В нашей хате снова родился ребенок. Батьки дома нет — он на заработках. А мы маленькие и не знаем, чем помочь в малом нашем хозяйстве, как быть, что надо делать? И тут является наш дед Федор как помощник, как добрый дух, как защитник. На кровати лежит мама, на печи — большой селянской печи — греется в сбивальничке грудной ребенок, а перед печкой на скамеечке дед сидит и набивает люльку табаком. Долго, чинно набивает, с какою-то торжественностью, и так же торжественно потом открывает дверцы печи, разгребает жар и кладет глиняную люльку в угли. Пока люлька-глинянка пропекается, пока табак в ней начинает тлеть, дед Федор сидит на страже перед печкой и допытывается у мамы о чем-то, вовсе нам непонятном — а что бы мама съела да что бы выпила, за какими лекарствами
надо сходить в аптеку? Из дому прихватит дед молока и масла, белой муки и яичек — всего-всего, чтобы покормить не только больную маму, но и нас всех. Вот он уже колдует на плите, варит мамалыгу, приправляя ее мятою, сбивает масло. Вот и яичница поспела, в хате — вкусные запахи дедовых приправ и кушаний, а у нас на душе — тепло и радостно. Ведь не кто-нибудь там, а сам дед Федор готовил завтрак, и, коли он в нашей хате, сама она казалась нам приветливее и светлее.
Мы едим, а дед на лавке сидит и пыхает табаком, дым вьется над дедовою лысиной кудрявым голубым облачком. Никогда я не видел, чтобы кто-то с таким же наслаждением курил, как дед Федор. И тут тоже была между двумя дедами разница. Дед Петро в хате своей просто не дозволял дымить. Это в селе все знали, и только приблизится кто-либо к его порогу, так первым делом трубку в карман.
Накормив родильницу и всю нашу мелюзгу, дед Федор собирался в аптеку и довольно скоро возвращался с лекарствами. От них так пахло по всей хате, что голова шла кругом, а мама, напившись их, так крепко засыпала, что нам становилось страшно. Мы гомозились на печи, сидели на лавке и все поглядывали на маму. Лицо ее было бледно, но спокойно, словно она, наша мама, прошла большую тяжкую дорогу и наконец могла хоть чуточку передохнуть.

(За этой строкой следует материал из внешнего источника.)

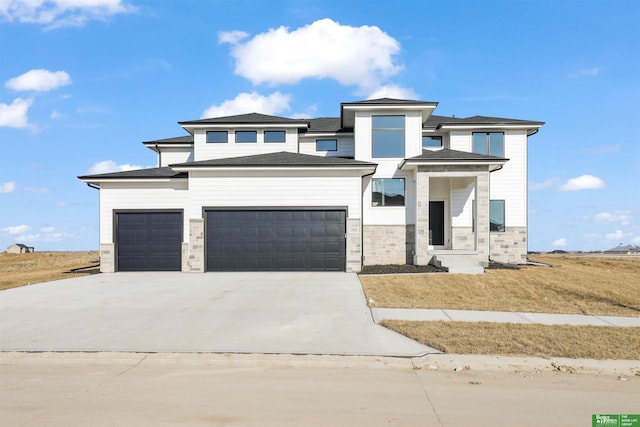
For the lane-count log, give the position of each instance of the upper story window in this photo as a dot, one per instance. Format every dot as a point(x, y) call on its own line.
point(217, 136)
point(387, 136)
point(274, 136)
point(491, 143)
point(387, 192)
point(246, 136)
point(326, 145)
point(496, 215)
point(431, 141)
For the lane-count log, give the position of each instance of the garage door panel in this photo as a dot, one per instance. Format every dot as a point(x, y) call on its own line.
point(149, 241)
point(278, 240)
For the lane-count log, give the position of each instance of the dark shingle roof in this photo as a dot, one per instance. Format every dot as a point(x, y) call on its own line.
point(390, 101)
point(252, 118)
point(324, 124)
point(186, 139)
point(446, 155)
point(280, 159)
point(436, 121)
point(150, 173)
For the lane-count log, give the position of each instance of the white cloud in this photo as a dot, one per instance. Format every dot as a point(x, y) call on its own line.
point(586, 72)
point(7, 187)
point(543, 185)
point(39, 80)
point(618, 235)
point(393, 91)
point(253, 102)
point(47, 237)
point(61, 13)
point(16, 229)
point(14, 115)
point(584, 182)
point(559, 243)
point(623, 217)
point(107, 166)
point(360, 56)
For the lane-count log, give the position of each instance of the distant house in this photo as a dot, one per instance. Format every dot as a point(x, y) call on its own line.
point(624, 250)
point(19, 248)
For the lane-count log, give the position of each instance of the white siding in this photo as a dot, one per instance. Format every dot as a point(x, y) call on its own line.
point(276, 188)
point(345, 146)
point(460, 141)
point(152, 195)
point(510, 183)
point(170, 156)
point(205, 151)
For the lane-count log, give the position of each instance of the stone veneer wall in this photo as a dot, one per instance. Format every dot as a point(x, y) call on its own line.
point(107, 258)
point(463, 239)
point(510, 246)
point(388, 244)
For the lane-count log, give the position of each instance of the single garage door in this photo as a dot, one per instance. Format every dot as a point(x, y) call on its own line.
point(149, 241)
point(275, 240)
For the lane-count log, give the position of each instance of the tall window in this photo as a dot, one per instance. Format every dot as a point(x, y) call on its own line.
point(387, 136)
point(274, 136)
point(491, 143)
point(246, 136)
point(387, 192)
point(496, 215)
point(217, 136)
point(431, 141)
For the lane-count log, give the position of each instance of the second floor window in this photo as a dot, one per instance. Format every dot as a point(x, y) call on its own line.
point(387, 192)
point(326, 145)
point(387, 136)
point(217, 136)
point(491, 143)
point(246, 136)
point(431, 141)
point(274, 136)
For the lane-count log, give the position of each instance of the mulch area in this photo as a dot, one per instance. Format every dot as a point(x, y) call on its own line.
point(399, 269)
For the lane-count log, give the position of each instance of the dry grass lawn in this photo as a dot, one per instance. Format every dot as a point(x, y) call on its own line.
point(592, 342)
point(23, 269)
point(577, 284)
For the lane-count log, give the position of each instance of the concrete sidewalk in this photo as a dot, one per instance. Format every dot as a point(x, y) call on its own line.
point(380, 314)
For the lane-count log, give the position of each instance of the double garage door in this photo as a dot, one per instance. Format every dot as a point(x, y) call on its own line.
point(236, 240)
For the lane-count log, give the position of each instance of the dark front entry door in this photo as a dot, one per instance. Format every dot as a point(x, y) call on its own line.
point(436, 223)
point(276, 240)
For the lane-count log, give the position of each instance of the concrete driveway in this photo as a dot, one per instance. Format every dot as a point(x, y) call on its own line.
point(294, 313)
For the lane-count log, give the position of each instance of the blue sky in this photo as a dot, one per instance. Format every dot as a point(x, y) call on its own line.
point(82, 83)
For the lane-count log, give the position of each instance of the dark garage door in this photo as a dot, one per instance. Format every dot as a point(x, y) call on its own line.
point(149, 241)
point(276, 240)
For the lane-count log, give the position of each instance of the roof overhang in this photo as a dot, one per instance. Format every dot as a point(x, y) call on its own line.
point(348, 110)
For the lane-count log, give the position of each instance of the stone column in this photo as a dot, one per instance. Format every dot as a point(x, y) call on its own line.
point(196, 245)
point(422, 256)
point(482, 216)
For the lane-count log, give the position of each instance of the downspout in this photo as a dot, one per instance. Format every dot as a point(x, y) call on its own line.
point(362, 216)
point(159, 156)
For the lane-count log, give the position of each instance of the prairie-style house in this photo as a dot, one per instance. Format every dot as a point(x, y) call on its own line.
point(386, 182)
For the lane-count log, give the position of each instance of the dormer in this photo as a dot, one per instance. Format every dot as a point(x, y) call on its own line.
point(242, 135)
point(386, 129)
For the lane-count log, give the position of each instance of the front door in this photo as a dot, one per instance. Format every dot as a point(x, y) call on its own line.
point(436, 223)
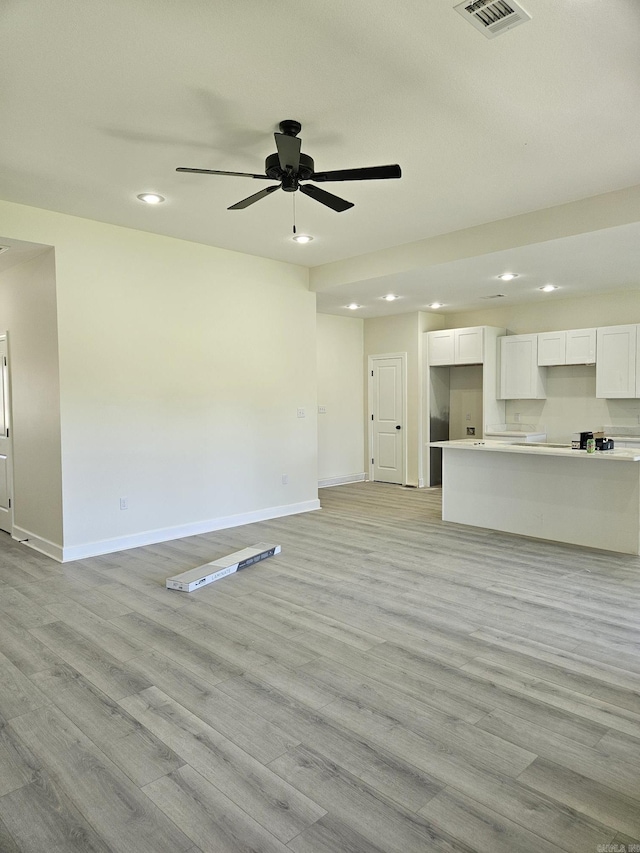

Дед Федор был набожным. Но его вера в святых и небо ничем не походила на веру во всемогущего бога деда Петра. Дед Петро был книжник, больше того, сказал бы я — теоретик и мыслитель. На молитве видел я его в очках, что придавало ему видимость учености и торжественности. Старинные дедовы книги были обтянуты кожей-сырцом — он умел переплетать книги. Дед Федор молитвенников в хате не держал и в религиозности своей был, пожалуй, практиком — его молитва не от книги шла — от чувства. У деда Петра в хате была целая галерея икон, развешанных по чину и по важности, в последовательности, в которой разбирался разве что один только хозяин дома. У деда Федора — две-три иконы, и то, наверно, больше для приличия. А между иконами развешаны были для украшения расписанные орнаментом белые тарелки и тут же большая рама с фотографиями. Каких только фотографий там не было! И дедов сын в расшитой верховинской одежде, и дядька Юра в мундире чешского солдата, и дочки во весь рост,
до пояса, с румянами на лице, их для красоты подмалевал незадачливый фотограф-самоучка, что по летним праздникам бродил по селам и щелкал за небольшие гроши дешевым аппаратом.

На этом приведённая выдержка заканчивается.